Last week, one of my pastors gave a sermon on idolatry, and something hit me: my chief idol is my need for control. It’s not my writing, my pride, my desire for a relationship. It’s not my health, my running, my meticulous schedule. These are the symptoms. My need for control is the disease. It’s the thing that makes me believe I’m capable of strangling my life to match up with some predetermined timeline, even while knowing I actually have very little control over anything, which only makes me hold on that much tighter.

In 2 Timothy 1:12, Paul writes, “I know whom I have believed, and am convinced that he is able to guard what I have entrusted to him for that day.” Oh, to have such faith. I’m more like, “I know whom I have believed, but I remain unconvinced as to whether or not he is capable of guarding my life better than I am.” I have no logical grounds for my distrust. From both personal experience and from reading Scripture, I can intellectually agree that God makes a better guardian than I do. But this, for me, is not an intellectual problem. It’s a heart problem. I have never been particularly good at trusting anyone, and I’ve suffered enough losses to know, guarded though we may be, we are not always spared from pain.

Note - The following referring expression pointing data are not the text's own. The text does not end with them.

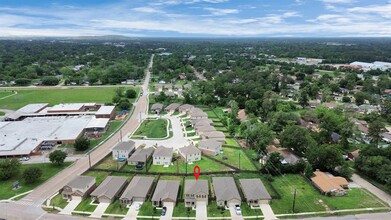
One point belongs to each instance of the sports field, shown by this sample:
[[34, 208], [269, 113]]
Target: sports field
[[56, 96]]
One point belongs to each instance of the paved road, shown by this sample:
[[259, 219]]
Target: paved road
[[29, 207], [371, 188]]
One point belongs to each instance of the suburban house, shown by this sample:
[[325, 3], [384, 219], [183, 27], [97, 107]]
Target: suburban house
[[215, 135], [166, 192], [203, 129], [79, 187], [137, 190], [109, 189], [172, 107], [162, 156], [185, 108], [196, 113], [123, 150], [254, 192], [141, 155], [190, 153], [330, 185], [196, 191], [211, 147], [226, 192], [157, 108]]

It’s interesting, that word “guarded.” It can mean “protected.” It can also mean “a posture of defensiveness.” Being a word nerd, I go for the origin, which is late Middle English, and referred to a sense of “care” or “custody.” If you are a Christian, you believe you’re in God’s care, while also knowing you live in a fallen world full of sinful humans and a spiritual reality that permits (though it does not necessarily condone) terrible things to occur. So given all of this, what, exactly, are we trusting God to do for us? I do not always know.

I’ve been working on the book I wrote during the year following my father’s death. In one of the vignettes, I talk about my fear of letting my guard down, “certain the slap of a sudden shock” would ambush me the moment I did. It concludes, “These are the aftereffects, the way you become convinced the world is held together by a single string, and you alone are responsible to keep it from fraying.” I can tell you from experience that this is a horrible way to live. But given the state of things, what choice do we have? God may be unchanging—He may be for us and not against us—but this does not change the fact that we live in an unpredictable world.

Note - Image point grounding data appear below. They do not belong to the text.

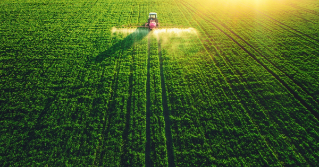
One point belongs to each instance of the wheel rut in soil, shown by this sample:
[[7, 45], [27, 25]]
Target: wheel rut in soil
[[148, 162], [168, 134]]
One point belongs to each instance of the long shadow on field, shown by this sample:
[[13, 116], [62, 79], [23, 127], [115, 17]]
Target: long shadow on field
[[124, 44]]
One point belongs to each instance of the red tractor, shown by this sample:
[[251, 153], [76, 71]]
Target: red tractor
[[152, 21]]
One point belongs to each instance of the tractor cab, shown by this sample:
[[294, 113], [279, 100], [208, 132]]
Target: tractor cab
[[152, 20], [152, 15]]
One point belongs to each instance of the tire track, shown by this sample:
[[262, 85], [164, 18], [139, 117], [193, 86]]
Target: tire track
[[148, 160], [125, 158], [310, 108], [168, 133], [110, 106], [244, 108]]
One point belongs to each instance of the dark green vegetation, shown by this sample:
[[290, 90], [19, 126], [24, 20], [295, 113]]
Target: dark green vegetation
[[241, 88]]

One of my good friends recently read my book. She was also with me during the week of my father’s death. When she sent me her notes, she told me she still couldn’t believe he died in such a tragic way. She said, “I also can’t help but think that this book wouldn’t have been able to come about, or maybe not as well as it did, if things would have happened differently. Nothing too significant to say about that, except that nothing is wasted when you are a child of God.”

I used to bristle at statements like this, as though suffering was part of a play written by a Divine Sadist, and yeah, okay, maybe He brought some good out of our pain, but wasn’t He perfectly capable of bringing that good without the suffering? But I no longer believe it’s that simple. Another one of my pastors has been saying over and over lately that there is no adequate theodicy that explains how a good God and a relentless evil can coexist. I had never heard that word before, so of course, I looked it up. Theodicy is “the vindication of divine goodness and providence in view of the existence of evil.” There is a word just for this. Apparently, I’m not the only one with these questions.

So we can’t, in our human understanding, reconcile God and evil. Be that as it may, we can be assured of something else: that evil does not have the last word, and that every painful experience handed over to God has the potential to have goodness birthed out of it. I believe this with every fiber of my being because I cannot, apart from or outside of Jesus, account for the healing I have experienced, when by all logic I should, by now, be an embittered shell of a sub-human, holed up in the dark and quickening my own demise. I am not full of star shine and glitter. I still have a lot of pain and a lot of questions. But I know whom I have believed, and if He is capable of redeeming even the worst of my earthly suffering, I think He might also be a God worth handing the steering wheel to. He might even be a God worth trusting.